CLINICAL EXPERIENCE WITH LAMOTRIGINE FOR PARTIAL SEIZURES IN CHILDREN
Abstract number :
1.278
Submission category :
Year :
2003
Submission ID :
3668
Source :
www.aesnet.org
Presentation date :
12/6/2003 12:00:00 AM
Published date :
Dec 1, 2003, 06:00 AM
Authors :
Mary R. Andriola, Lourdes Bello, Scott Pearlman Neurology Stony Brook University Epilepsy Management Program, State University of New York at Stony Brook, Stony Brook, NY
LAMOTRIGINE (LTG) is a broad-spectrum antiepileptic drug (AED) initially approved in the United States for adjunctive use in patients [ge]16 years old with partial epilepsy and for patients age 2 years or older with generalized seizures associated with Lennox-Gastaut syndrome. Approval was expanded this year to pediatric patients [ge]2 years with partial epilepsy with or without secondary generalization. The objective of this study was to evaluate our clinical experience with LTG in children with partial epilepsy in an academic referral center.
This retrospective chart analysis included 13 children who received LTG as adjunctive therapy for partial epilepsy from November 2001 to February 2003. LTG was slowly titrated up and given as follows:
LTG + Enzyme inducing AED without Valproate (VPA):0.6 mg/kg/day in 1 or 2 divided doses, increased up to maintenance doses of 5-10 mg/kg/day.
LTG + AED regimen with Valproate (VPA):0.15 mg/kg/day in 1 or 2 divided doses increased up to maintenance doses of 1-5 mg/kg/day.Patients were evaluated regarding efficacy and side effects.
The study included 9 boys and 4 girls, ranging in age from 2-14 years, mean age=8 years. Twelve patients were initially on 1 or 2 AEDs. One patient was started as monotherapy. The most common concurrent AEDs were Valproate=4, Carbamazepine=2 and Topiramate=2.
Nine patients (69%) had[ge] 50% seizure reduction with the addition of LTG. Four (31%) were able to achieve conversion to monotherapy.

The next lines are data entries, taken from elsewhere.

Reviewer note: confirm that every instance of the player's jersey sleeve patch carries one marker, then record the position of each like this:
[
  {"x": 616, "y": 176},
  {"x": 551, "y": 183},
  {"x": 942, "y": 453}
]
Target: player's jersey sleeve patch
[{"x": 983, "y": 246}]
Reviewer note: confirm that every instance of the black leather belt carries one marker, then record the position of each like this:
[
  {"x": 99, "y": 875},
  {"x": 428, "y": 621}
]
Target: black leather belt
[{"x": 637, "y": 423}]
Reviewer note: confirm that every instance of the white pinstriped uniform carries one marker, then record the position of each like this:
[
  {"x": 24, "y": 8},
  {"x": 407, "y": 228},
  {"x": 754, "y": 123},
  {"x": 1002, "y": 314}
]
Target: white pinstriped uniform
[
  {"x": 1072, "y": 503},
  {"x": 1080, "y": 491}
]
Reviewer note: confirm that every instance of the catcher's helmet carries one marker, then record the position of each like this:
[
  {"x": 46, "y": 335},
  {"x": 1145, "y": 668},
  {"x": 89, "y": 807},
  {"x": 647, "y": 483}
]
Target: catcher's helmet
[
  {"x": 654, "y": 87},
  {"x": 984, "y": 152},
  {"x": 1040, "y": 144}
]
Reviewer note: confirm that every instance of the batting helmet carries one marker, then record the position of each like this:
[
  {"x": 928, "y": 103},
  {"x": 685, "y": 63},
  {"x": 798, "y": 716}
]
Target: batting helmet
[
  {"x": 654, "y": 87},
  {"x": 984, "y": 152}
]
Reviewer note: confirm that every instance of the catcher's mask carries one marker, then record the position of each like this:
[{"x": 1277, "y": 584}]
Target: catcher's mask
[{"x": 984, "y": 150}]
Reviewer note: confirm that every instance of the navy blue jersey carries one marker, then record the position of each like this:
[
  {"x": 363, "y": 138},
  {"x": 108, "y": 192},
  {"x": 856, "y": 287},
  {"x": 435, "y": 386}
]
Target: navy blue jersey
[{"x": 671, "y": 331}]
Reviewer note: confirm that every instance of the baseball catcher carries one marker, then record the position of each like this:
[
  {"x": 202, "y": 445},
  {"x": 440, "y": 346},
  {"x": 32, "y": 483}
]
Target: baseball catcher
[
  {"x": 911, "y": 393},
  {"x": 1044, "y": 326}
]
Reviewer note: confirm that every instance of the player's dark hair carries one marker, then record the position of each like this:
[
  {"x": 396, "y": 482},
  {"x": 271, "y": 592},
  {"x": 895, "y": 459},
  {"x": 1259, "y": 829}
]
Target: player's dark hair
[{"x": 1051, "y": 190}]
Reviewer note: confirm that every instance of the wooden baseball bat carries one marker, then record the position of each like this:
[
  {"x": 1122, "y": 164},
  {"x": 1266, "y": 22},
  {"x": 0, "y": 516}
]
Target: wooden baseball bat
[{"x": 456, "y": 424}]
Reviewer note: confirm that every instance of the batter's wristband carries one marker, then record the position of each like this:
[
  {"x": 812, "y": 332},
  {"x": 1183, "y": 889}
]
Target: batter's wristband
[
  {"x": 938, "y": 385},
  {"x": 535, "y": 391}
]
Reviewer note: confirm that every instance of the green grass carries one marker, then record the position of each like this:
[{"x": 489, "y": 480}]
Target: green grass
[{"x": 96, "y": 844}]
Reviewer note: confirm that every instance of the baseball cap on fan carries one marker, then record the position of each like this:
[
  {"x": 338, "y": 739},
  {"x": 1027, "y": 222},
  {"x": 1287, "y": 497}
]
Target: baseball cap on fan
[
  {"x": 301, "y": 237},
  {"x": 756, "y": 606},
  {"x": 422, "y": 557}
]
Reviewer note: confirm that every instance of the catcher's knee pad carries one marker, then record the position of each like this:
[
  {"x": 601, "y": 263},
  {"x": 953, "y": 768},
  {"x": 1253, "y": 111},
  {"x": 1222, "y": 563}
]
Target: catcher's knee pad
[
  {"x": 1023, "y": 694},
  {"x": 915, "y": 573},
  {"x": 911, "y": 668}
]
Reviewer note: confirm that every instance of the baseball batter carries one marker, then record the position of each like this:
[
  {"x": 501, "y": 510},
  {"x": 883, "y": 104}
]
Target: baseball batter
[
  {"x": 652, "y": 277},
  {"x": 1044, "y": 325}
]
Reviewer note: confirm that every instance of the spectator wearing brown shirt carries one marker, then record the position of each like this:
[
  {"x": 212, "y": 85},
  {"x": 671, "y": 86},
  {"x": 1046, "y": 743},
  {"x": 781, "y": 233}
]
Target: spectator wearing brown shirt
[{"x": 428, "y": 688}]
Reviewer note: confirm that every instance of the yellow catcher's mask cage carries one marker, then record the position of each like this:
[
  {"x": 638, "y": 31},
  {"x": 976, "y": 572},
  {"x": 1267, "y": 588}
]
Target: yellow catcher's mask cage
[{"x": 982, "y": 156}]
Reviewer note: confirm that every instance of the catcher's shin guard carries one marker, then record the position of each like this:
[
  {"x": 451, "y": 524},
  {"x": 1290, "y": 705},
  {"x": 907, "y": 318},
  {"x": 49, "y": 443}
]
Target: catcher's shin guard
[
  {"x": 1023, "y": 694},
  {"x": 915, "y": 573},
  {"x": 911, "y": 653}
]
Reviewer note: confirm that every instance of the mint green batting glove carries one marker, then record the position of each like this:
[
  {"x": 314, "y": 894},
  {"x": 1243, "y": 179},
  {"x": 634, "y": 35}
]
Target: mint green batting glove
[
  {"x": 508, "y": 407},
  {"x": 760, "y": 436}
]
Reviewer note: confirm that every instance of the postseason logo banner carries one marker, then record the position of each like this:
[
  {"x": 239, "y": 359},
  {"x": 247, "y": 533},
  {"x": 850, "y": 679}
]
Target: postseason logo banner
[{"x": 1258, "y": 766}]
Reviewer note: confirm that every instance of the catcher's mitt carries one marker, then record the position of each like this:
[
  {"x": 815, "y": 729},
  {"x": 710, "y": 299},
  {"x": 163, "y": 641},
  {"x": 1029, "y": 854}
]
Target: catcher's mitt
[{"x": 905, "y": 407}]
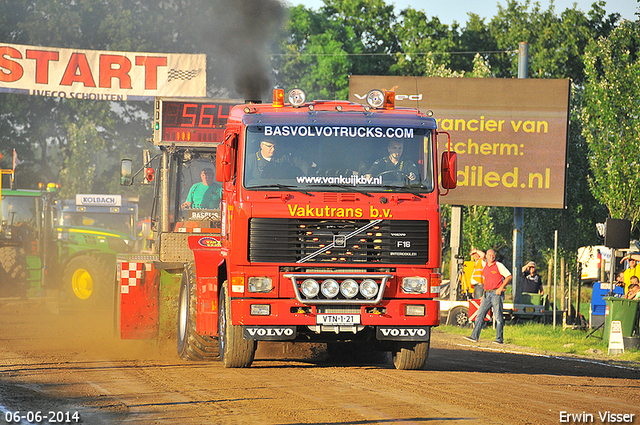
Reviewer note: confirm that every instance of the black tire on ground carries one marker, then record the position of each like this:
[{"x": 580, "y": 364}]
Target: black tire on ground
[
  {"x": 411, "y": 355},
  {"x": 191, "y": 345},
  {"x": 13, "y": 272},
  {"x": 90, "y": 281},
  {"x": 235, "y": 351},
  {"x": 459, "y": 316}
]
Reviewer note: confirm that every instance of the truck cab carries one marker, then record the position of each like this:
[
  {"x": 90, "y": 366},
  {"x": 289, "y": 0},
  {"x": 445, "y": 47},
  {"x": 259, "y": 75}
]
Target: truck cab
[{"x": 329, "y": 228}]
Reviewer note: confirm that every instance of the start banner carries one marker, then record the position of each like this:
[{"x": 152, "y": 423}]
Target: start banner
[{"x": 100, "y": 75}]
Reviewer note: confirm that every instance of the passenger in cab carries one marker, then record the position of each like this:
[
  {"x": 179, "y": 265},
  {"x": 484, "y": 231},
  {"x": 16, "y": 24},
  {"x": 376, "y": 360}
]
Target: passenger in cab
[{"x": 394, "y": 163}]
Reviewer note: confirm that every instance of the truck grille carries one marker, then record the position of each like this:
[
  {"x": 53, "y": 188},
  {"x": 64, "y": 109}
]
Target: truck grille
[{"x": 275, "y": 240}]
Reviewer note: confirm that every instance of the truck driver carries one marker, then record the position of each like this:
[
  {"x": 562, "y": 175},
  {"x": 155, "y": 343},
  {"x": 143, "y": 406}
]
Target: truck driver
[{"x": 204, "y": 194}]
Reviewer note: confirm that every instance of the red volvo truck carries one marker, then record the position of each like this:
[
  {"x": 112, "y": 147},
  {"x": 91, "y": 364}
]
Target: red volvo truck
[{"x": 325, "y": 227}]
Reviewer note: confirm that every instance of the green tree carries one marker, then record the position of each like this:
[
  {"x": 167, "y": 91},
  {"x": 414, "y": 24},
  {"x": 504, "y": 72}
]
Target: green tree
[{"x": 610, "y": 120}]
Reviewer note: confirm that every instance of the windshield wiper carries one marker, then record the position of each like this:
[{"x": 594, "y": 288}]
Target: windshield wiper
[
  {"x": 343, "y": 186},
  {"x": 405, "y": 188},
  {"x": 280, "y": 186}
]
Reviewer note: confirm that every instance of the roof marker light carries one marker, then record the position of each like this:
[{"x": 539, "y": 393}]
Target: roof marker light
[
  {"x": 297, "y": 97},
  {"x": 389, "y": 100},
  {"x": 278, "y": 98},
  {"x": 375, "y": 98}
]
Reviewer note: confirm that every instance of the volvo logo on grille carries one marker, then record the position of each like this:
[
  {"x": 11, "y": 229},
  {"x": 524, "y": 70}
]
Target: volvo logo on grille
[{"x": 339, "y": 241}]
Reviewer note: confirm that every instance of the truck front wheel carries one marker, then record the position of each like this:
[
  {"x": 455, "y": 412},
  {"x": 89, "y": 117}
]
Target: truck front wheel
[
  {"x": 235, "y": 351},
  {"x": 89, "y": 280},
  {"x": 411, "y": 355},
  {"x": 459, "y": 316},
  {"x": 191, "y": 345}
]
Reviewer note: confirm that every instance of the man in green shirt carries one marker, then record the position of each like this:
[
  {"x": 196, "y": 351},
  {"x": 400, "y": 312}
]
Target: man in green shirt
[{"x": 204, "y": 194}]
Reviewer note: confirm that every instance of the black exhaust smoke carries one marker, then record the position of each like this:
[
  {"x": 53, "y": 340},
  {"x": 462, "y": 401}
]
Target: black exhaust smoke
[{"x": 245, "y": 32}]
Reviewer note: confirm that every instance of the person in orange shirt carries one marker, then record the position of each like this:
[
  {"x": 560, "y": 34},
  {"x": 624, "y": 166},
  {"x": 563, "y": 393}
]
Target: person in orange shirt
[
  {"x": 476, "y": 277},
  {"x": 632, "y": 270},
  {"x": 496, "y": 278}
]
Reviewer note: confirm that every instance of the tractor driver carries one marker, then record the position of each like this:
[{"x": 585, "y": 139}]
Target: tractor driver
[{"x": 203, "y": 194}]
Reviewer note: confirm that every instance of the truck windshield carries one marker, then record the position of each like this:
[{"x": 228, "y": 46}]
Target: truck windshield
[{"x": 339, "y": 158}]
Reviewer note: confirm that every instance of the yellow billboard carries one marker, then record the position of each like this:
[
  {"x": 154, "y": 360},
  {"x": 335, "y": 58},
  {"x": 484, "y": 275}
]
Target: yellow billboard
[{"x": 510, "y": 134}]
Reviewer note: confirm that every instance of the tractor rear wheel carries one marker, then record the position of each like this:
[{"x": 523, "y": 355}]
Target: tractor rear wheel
[
  {"x": 191, "y": 345},
  {"x": 89, "y": 281},
  {"x": 13, "y": 272},
  {"x": 235, "y": 351}
]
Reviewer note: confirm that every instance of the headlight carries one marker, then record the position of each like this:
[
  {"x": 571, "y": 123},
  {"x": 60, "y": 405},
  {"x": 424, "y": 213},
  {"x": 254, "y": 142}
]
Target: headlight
[
  {"x": 368, "y": 288},
  {"x": 310, "y": 288},
  {"x": 349, "y": 288},
  {"x": 414, "y": 310},
  {"x": 260, "y": 284},
  {"x": 260, "y": 309},
  {"x": 414, "y": 285},
  {"x": 330, "y": 288}
]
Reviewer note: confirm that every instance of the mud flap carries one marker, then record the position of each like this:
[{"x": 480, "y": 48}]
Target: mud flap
[
  {"x": 403, "y": 333},
  {"x": 138, "y": 300},
  {"x": 269, "y": 333}
]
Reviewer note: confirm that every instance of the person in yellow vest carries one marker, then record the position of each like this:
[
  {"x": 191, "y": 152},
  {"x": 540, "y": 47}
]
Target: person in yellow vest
[
  {"x": 476, "y": 277},
  {"x": 632, "y": 270}
]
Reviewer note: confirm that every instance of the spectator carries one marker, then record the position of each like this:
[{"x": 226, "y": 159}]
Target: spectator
[
  {"x": 532, "y": 281},
  {"x": 632, "y": 270},
  {"x": 634, "y": 289},
  {"x": 476, "y": 277},
  {"x": 496, "y": 278}
]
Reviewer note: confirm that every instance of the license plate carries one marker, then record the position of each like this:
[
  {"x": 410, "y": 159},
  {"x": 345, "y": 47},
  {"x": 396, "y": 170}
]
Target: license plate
[{"x": 338, "y": 319}]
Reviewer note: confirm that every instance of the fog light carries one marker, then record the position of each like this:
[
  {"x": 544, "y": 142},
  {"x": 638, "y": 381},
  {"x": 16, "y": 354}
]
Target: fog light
[
  {"x": 330, "y": 288},
  {"x": 414, "y": 285},
  {"x": 414, "y": 310},
  {"x": 368, "y": 288},
  {"x": 260, "y": 309},
  {"x": 310, "y": 288},
  {"x": 349, "y": 288},
  {"x": 260, "y": 284}
]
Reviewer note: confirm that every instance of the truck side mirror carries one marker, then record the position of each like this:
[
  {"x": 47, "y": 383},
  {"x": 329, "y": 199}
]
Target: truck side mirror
[
  {"x": 223, "y": 163},
  {"x": 126, "y": 172},
  {"x": 449, "y": 170}
]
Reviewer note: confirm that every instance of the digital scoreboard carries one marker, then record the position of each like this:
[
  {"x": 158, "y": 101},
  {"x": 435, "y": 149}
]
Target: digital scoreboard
[{"x": 190, "y": 120}]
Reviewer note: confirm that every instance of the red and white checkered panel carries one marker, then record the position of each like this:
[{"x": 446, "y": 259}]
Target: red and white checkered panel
[{"x": 131, "y": 274}]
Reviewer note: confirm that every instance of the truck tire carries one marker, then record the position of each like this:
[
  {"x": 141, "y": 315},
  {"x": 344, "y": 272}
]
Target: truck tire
[
  {"x": 235, "y": 351},
  {"x": 411, "y": 355},
  {"x": 191, "y": 345},
  {"x": 459, "y": 316},
  {"x": 89, "y": 281},
  {"x": 13, "y": 272}
]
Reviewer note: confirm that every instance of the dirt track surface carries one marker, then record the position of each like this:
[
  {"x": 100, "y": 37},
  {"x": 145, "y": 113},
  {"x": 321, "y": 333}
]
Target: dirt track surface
[{"x": 56, "y": 360}]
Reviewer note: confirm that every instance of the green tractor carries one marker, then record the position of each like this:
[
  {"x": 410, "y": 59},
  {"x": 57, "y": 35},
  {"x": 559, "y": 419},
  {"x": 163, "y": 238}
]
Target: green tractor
[
  {"x": 24, "y": 240},
  {"x": 90, "y": 232}
]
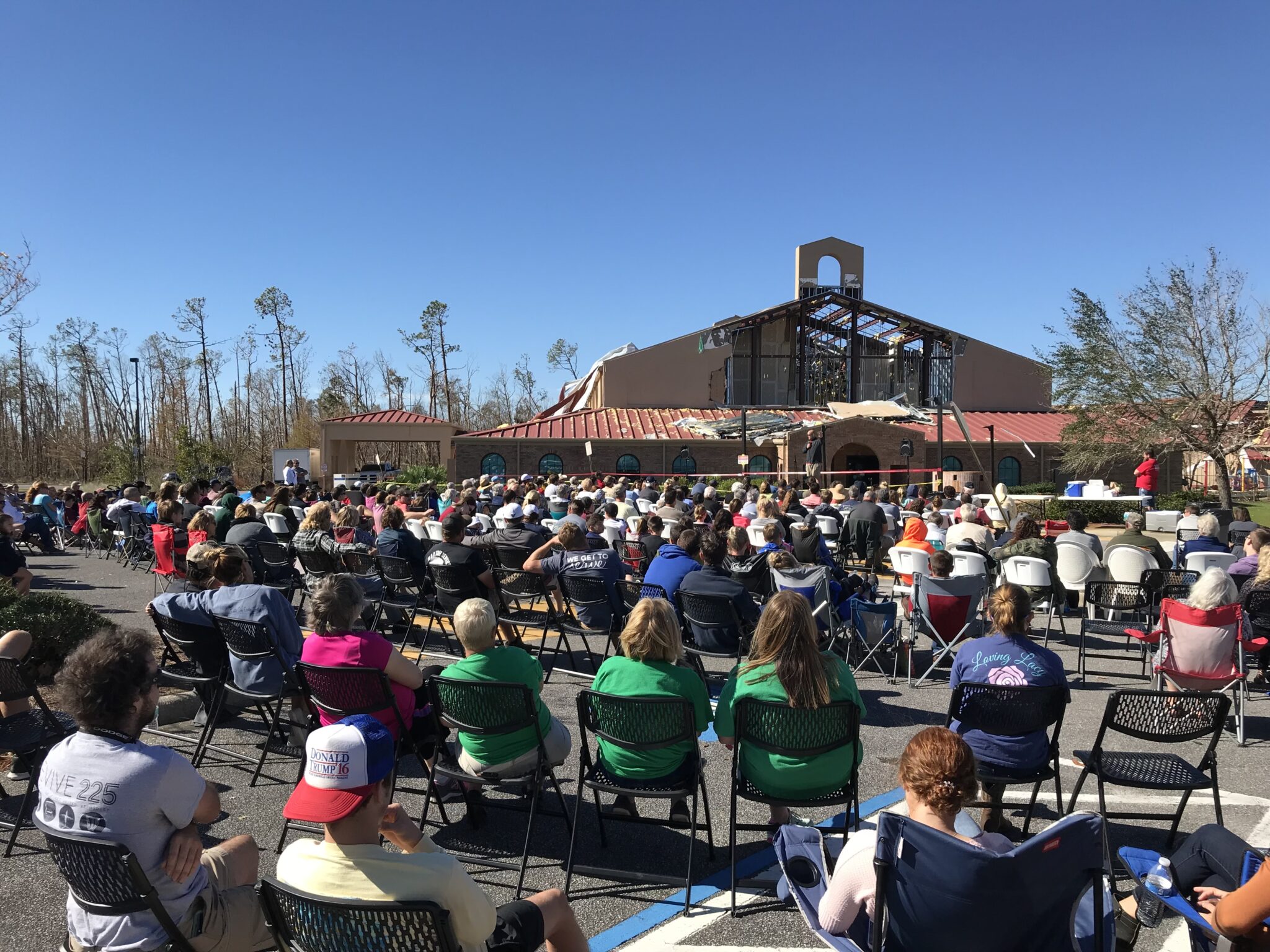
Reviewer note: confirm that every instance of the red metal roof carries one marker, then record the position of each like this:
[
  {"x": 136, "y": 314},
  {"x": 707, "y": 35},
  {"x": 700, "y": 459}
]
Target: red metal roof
[
  {"x": 1036, "y": 427},
  {"x": 625, "y": 423},
  {"x": 386, "y": 416}
]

Four (31%) remain seizure free after 14 months follow up.
Two patients discontinued the medication due to lack of efficacy. Two due to AEs.
No patients developed a rash.
Five patients (38 %) experienced side effects that included drowsiness (n=2), behavioral changes (n=1), nausea (n=1), anorexia (n=1) ataxia (n=1) and double vision (n=1).
LTG was safe, effective and well tolerated in our pediatric patients with partial epilepsy. It was useful as monotherapy with complete seizure control achieved in some patients. Helpful dosing and the new FDA approval should allow for greater use of LTG in this age group.